The feedback is universally beneficial, whether being presented to a previously slow-footed baserunner like Thompson or a speedster like Curtis Washington Jr., who ranked third nationally among all junior college players last year with 46 stolen bases at Wabash Valley College.

Purdue baseball coach Greg Goff, center, aims to field a fast team whose players like Curtis Washington Jr., left, and Cam Thompson, right, put pressure on opposing defenses through aggressive baserunning. (Photo by Rebecca McElhoe/Purdue University)

“My goal is to steal as many bags as possible, whether that be 40, 30, 35, it doesn’t matter,” says Washington, a junior in sociology. “I just want to be leading the country in stolen bases, put it that way. And this technology right here is going to help me get my best jumps, (improve) the way I can turn, all that. I just feel like it’s going to help me tremendously.”

Last season, Purdue’s 48 stolen bases ranked fourth in the Big Ten, with leadoff man Mike Bolton Jr. going a perfect 17-for-17 on stolen-base attempts. Goff and his coaches are optimistic they can build upon that performance after seeing how many Boilermakers made immediate improvements once the 3DAT system showed them how to reach top speed faster.

“We’re going to be able to do things that other teams aren’t going to be able to do,” Thompson says. “We’re going to get better pitches to hit, we’re going to be able to be aggressive, to be able to just score more runs and put pressure on the opposition.”

Washington agrees, adding, “speed kills and causes chaos on the base paths. If you get in the pitcher’s mind, you never know what could happen. Hitters start getting more fastballs to hit. When there’s speedsters on base, then that’s what happens.”

Looking toward the future

In addition to the competitive advantage the partnership creates for the team, it will be a powerful development tool available to every individual Purdue player.

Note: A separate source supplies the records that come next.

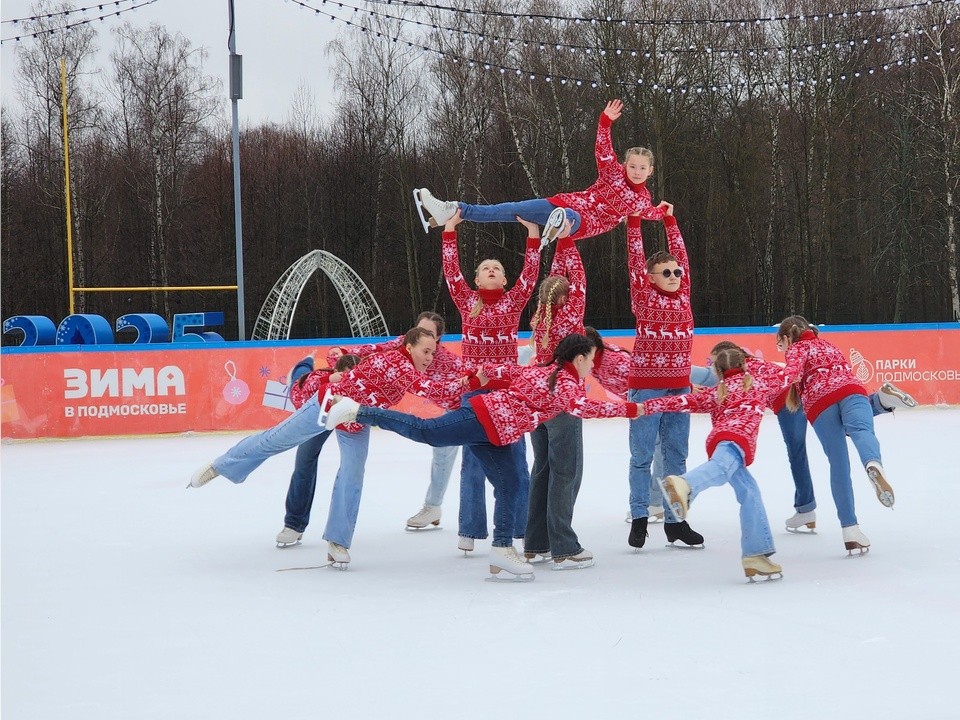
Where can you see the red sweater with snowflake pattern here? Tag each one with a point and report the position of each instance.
(737, 418)
(568, 318)
(664, 342)
(490, 336)
(444, 367)
(508, 414)
(603, 205)
(380, 380)
(822, 373)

“Just knowing that this is the only school in the country that has this technology to help me as a player and will help build me up throughout my years here, definitely it’s a big-time tool,” Thompson says.

And this is only the beginning of the program’s 3DAT utilization. Opportunities to become more well-rounded athletes matter not only to current Boilermakers, but to recruits who have a desire to advance past collegiate baseball to the professional level. Those players might use it to improve their pitching or hitting mechanics in addition to their speed.

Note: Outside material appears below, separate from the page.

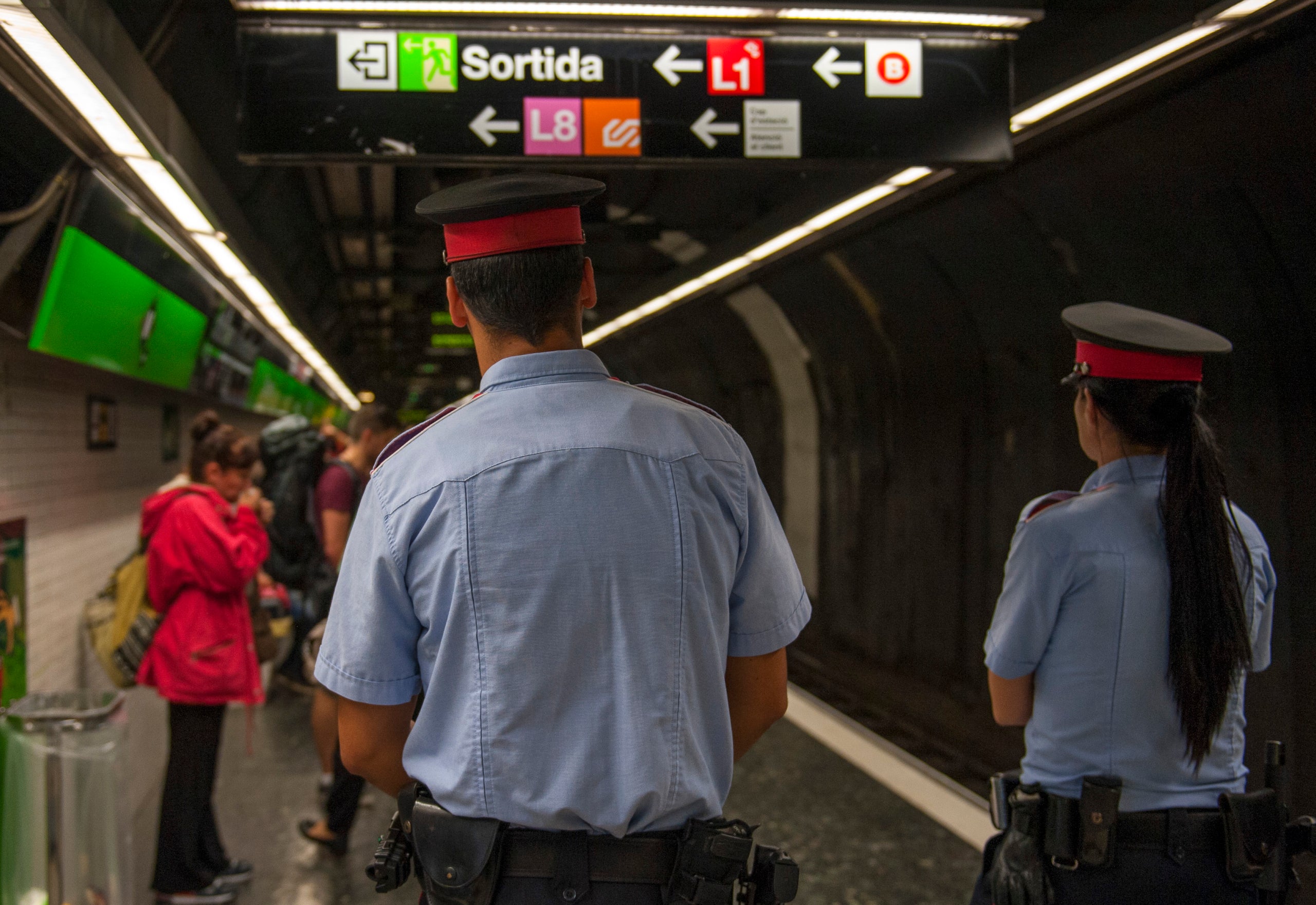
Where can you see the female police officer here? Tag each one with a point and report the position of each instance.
(1129, 616)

“That recruit that maybe wasn’t thinking about Purdue now can see what we can do for them if they come here and play for the next three to four years and give them an opportunity to advance their skills,” Goff says.

Cappuccilli envisions a market for the 3DAT product that extends across sports and within a variety of applications, including assessments that help injured athletes understand when it’s safe to return to competition and additional TV viewing implementation.

Purdue is already investigating how the technology might benefit its men’s basketball program. And a 3D visualization application that Cappuccilli helped develop during her Intel internship could soon make the technology accessible to athletes who want to improve their biomechanical technique at home.

She also expects that it will revolutionize the way teams analyze live practice and game footage now that it’s possible to create 3D visuals without the reflective marker-covered bodysuits that special effects artists traditionally used to create CGI footage for movies, TV shows and video games.

The possibilities are seemingly endless, and Intel’s innovative partnership with Purdue will provide valuable direction on where 3DAT analytics might be most useful to future customers. “I’m a big believer in technology and that biomechanics is something that should be part of everyday life,” Cappuccilli says. “So, I think technology like this is going to really revolutionize sport.”

I’m a big believer in technology and that biomechanics is something that should be part of everyday life. So, I think technology like this is going to really revolutionize sport.